I find all this stuff sexy, in Australia we all live in a bit of a fantasy of energy, we export our LPG, Coal and Oil like it’s going out of fashion and the “green” movements of our parties ensure that subsidies and grants are available to clubs and organisations for being green. My home club of Kingaroy would be a perfect site to go for a huge grant for four elec whinches 2xmain and 2x retrieve. The runway area is 2000m x100m of grass right next to a bitumen runway, there is power available within 200m of both winch sites. The only problem is the fact that it’s a certified runway with probably 1-2 private movements per hour, so the local Shire council are unlikely to approve winching. It’s a pity as there is a coal mine 20km away and there is a planned coal mine next to the airstrip and we have elections soon. If there was ever a time to pitch an alternative to burning smelly dinosaur bones and reducing the noise foot print for our solar powered sport now is it

I guess the panacea is to have an electric winch next to a battery bank powered by solar panels. In Australia this is feesable given the space and sunshine, BUT here is the crux - it’s battery technology.

The future will have elec self launch gliders, elec tow planes, elec winches and all of this will be powered by a battery system that is dual use. The batteries will be in runway edges, house bricks and other structural items not just a battery.

You will wake up in your house that is a storage facility hooked to the grid, most of the time you will be a next exporter of energy.

Jump in your electric car and drive up to the field.

Unplug your elec self launch Libelle and plug your car in, your hangar will have a storage battery bank in the wall bricks.

Tow your glider out to the runway with your elec golf cart and launch into the wild blue yonder with your retractable self launch system with prop goverening.

Once airborne you will go find a big fat thermal and redeploy your self launch prop mast and reverse the prop to recharge your batteries thereby extending your range.

The next type of comps will be range comps that will allow much greater distances and speeds, perhaps one day we will see solar panels on wings that can feed power to the battery system built into the composite fibres.

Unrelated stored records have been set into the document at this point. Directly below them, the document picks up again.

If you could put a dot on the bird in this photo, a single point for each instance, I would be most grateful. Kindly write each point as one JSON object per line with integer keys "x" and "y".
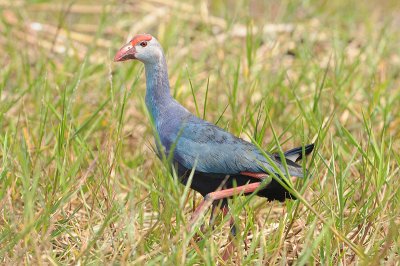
{"x": 222, "y": 165}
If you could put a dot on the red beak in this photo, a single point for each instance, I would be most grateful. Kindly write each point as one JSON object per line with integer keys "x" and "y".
{"x": 125, "y": 53}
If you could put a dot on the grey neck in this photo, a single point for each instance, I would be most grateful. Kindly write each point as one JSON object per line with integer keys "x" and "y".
{"x": 158, "y": 90}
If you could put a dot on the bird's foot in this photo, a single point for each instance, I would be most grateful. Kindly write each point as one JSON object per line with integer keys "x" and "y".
{"x": 228, "y": 251}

Fly until sunset and head to the clubhouse for a beer.

I just don’t understand why so many on here are negative to people trying to improve things, because let’s face it if we don’t improve things our sport is dead.

Justin




Quote:
Originally Posted by Martin Gregorie[_6_] View Post
On Sun, 02 Sep 2018 09:15:40 -0600, Dan Marotta wrote:

Didn't the German winch require being hooked up to the electrical grid?
It seems the one currently under discussion would be self contained and
portable (on the back of a truck).

All the electric winch designs I know about (and I assume the new US
design is similar) require three things: a power supply, a large electric
motor and a battery bank to act as a buffer between the first two items.

The German Electrowinde winch needs a 12-20 kw mains supply to feed a
220kw motor via its battery buffer, so the batteries aren't just for
decoration.

It seems to me that the winch motor and battery bank capacity will be
much the same whether the winch is configured as a towable trailer, on a
truck chassis or built into a permanent building: they all need the same
three part power train and it really doesn't matter whether the power
source is the mains, a COTS 12-12kw trailer generator parked alongside or
a truck with all three items installed on it.

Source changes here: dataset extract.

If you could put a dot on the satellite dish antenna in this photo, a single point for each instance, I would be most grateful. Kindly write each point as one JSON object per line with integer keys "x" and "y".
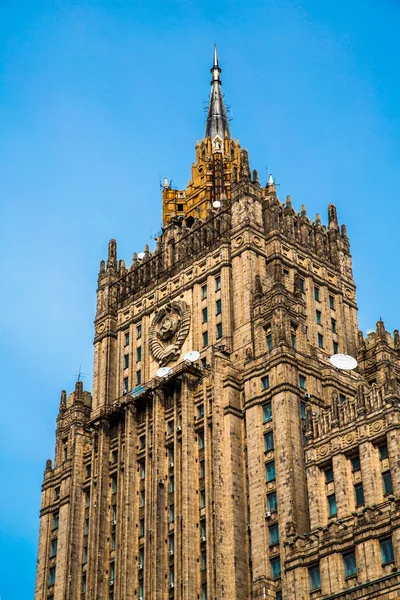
{"x": 343, "y": 361}
{"x": 192, "y": 356}
{"x": 164, "y": 372}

A major issue for a mains-powered electric winch, in the UK anyway, is
the cost of cabling the airfield. We looked at it some years back: there
are four places were we put our winch - normally on one end of 04/22 and
less often on one end of 16/34 (obviously this is wind dependent), so
we'd need to wire up all four points on the field with buried cables, and
the winch points for 34 and 22 are both around 1km from the club house
and hence the nearest mains supply. Wiring our airfield would be quite
expensive. Consequently, we've gone with a Skylaunch running on LPG
(cheap and environmentally benign fuel). And we already had the tractor
used to move it between garage and the day's winchpoint.

What's the point? Why not just use a piston engine for the winch then?

Because a (much) smaller engine driving a generator to keep the battery
bank topped up is probably more economical to run than a socking great V8
being running intermittently at high power, particularly when you include
the cost of wear and tear from temperature-cycling the big engine.


--
Martin | martin at
Gregorie | gregorie dot org

Last edited by Skypilot : September 2nd 18 at 10:13 PM.